By Candis Terry
Release Date: December 31, 2013
Abby kissed her friend Jackson goodbye when he headed off to war, and then she left town. Jackson never heard from her, not when he was in danger daily in Afghanistan, not when his brother Jared was killed in action, and not when his father died. He feels betrayed and angry by Abby’s disappearance from his life, but he has never forgotten her. Now, nearly seven years after she left, Abby is back in Sweet to prepare her parents' house for sale, and Jackson wants some answers. However, every meeting with Abby leads to another meeting and raises more questions for both of them. The only things they are certain of are the still-strong link their history forged between them and the still-explosive chemistry they share.
Reunited lovers and friends–to-lovers are two of my favorite tropes, and Candis Terry offers readers both in this book. While the story picks up at the point of reunion, Terry supplies enough details about Jackson and Abby’s past for readers to understand how rich and multi-layered the history between them is. I particularly liked that these characters are not frozen in time during the seven years that they are apart. They both try to create lives in which the other has no place, and they both make mistakes in choosing a marriage partner.
Abby tries on her parents’ values for size and marries a man who is fabulously wealthy and socially prominent, but it doesn’t take her long to discover that the things her parents covet leave her feeling empty when there is no real love or communication between her and her shallow husband who is more interested in image than in substance. Jackson marries a woman he loves, a good person with whom he has a child that they both adore, but he finds that loving and being in love are not the same thing. One of my favorite scenes shows him patiently allowing his three-year-old daughter to put hair accessories in his hair and makeup on him. Only a doting father who is totally secure in his masculinity would do that. I also really like that Abby and Jackson acknowledge their mistakes. While they each feel that the other contributed to their separation, neither tries to avoid his/her own responsibility. In other words, they have become grown-ups.

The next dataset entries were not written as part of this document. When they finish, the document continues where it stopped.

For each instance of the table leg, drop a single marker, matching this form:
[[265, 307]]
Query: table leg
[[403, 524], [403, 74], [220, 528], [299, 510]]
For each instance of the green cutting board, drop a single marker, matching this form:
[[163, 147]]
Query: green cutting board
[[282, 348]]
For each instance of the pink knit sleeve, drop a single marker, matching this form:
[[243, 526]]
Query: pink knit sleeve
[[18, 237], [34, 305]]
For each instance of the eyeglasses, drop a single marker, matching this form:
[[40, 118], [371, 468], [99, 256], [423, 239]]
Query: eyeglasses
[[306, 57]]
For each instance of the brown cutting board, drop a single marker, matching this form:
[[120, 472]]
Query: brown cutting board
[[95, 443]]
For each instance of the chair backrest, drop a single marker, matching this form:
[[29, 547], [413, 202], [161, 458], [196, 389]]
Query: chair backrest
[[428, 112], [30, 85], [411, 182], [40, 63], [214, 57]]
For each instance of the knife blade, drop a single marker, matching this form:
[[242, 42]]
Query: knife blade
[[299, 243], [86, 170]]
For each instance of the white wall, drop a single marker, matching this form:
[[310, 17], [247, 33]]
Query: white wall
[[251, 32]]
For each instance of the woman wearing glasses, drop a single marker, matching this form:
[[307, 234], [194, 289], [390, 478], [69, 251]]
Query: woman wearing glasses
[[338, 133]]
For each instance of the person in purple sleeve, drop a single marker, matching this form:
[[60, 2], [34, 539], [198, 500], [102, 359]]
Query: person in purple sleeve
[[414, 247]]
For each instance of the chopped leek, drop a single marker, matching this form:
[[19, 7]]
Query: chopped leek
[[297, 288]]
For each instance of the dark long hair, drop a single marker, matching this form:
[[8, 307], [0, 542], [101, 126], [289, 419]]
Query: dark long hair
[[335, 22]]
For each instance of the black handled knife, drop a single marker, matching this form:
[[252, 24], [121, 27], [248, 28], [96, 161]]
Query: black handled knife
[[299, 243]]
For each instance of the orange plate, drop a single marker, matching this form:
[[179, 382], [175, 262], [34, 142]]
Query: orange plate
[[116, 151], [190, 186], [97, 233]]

What separates Jackson and Abby is a misunderstanding of how the other feels that could have been cleared up with some honest communication. Usually such misunderstandings have me closing the book and muttering imprecations, but Abby and Jackson are young and they value the friendship that has been important to them for much of their lives. Both these factors make me willing to accept the misunderstanding as more than a weak plot point.
Terry has a gift for creating small towns that feel real. I liked her Sugar Shack series, but I think the Sweet series is even better. The widowed Jana Wilder and her sons are all characters with a high credibility quotient and strong appeal, and Joe and Jared, whose deaths occur before the series begins, have a real presence in the books and in the hearts of the surviving Wilders. I’m eager to see the remaining brothers, Jesse and Jake, earn their HEAs, and I am equally invested in seeing the hints of Jana’s romance developed.
If you are a fan of small-town romances with emotionally engaging stories and characters who will win your affection, I recommend Sweetest Mistake. The first book in the series, Anything But Sweet (Reno’s story) is also a good read, one with a rich vein of humor. Jesse’s story, Something Sweeter, will be released on June 24. It’s on my list for 2014.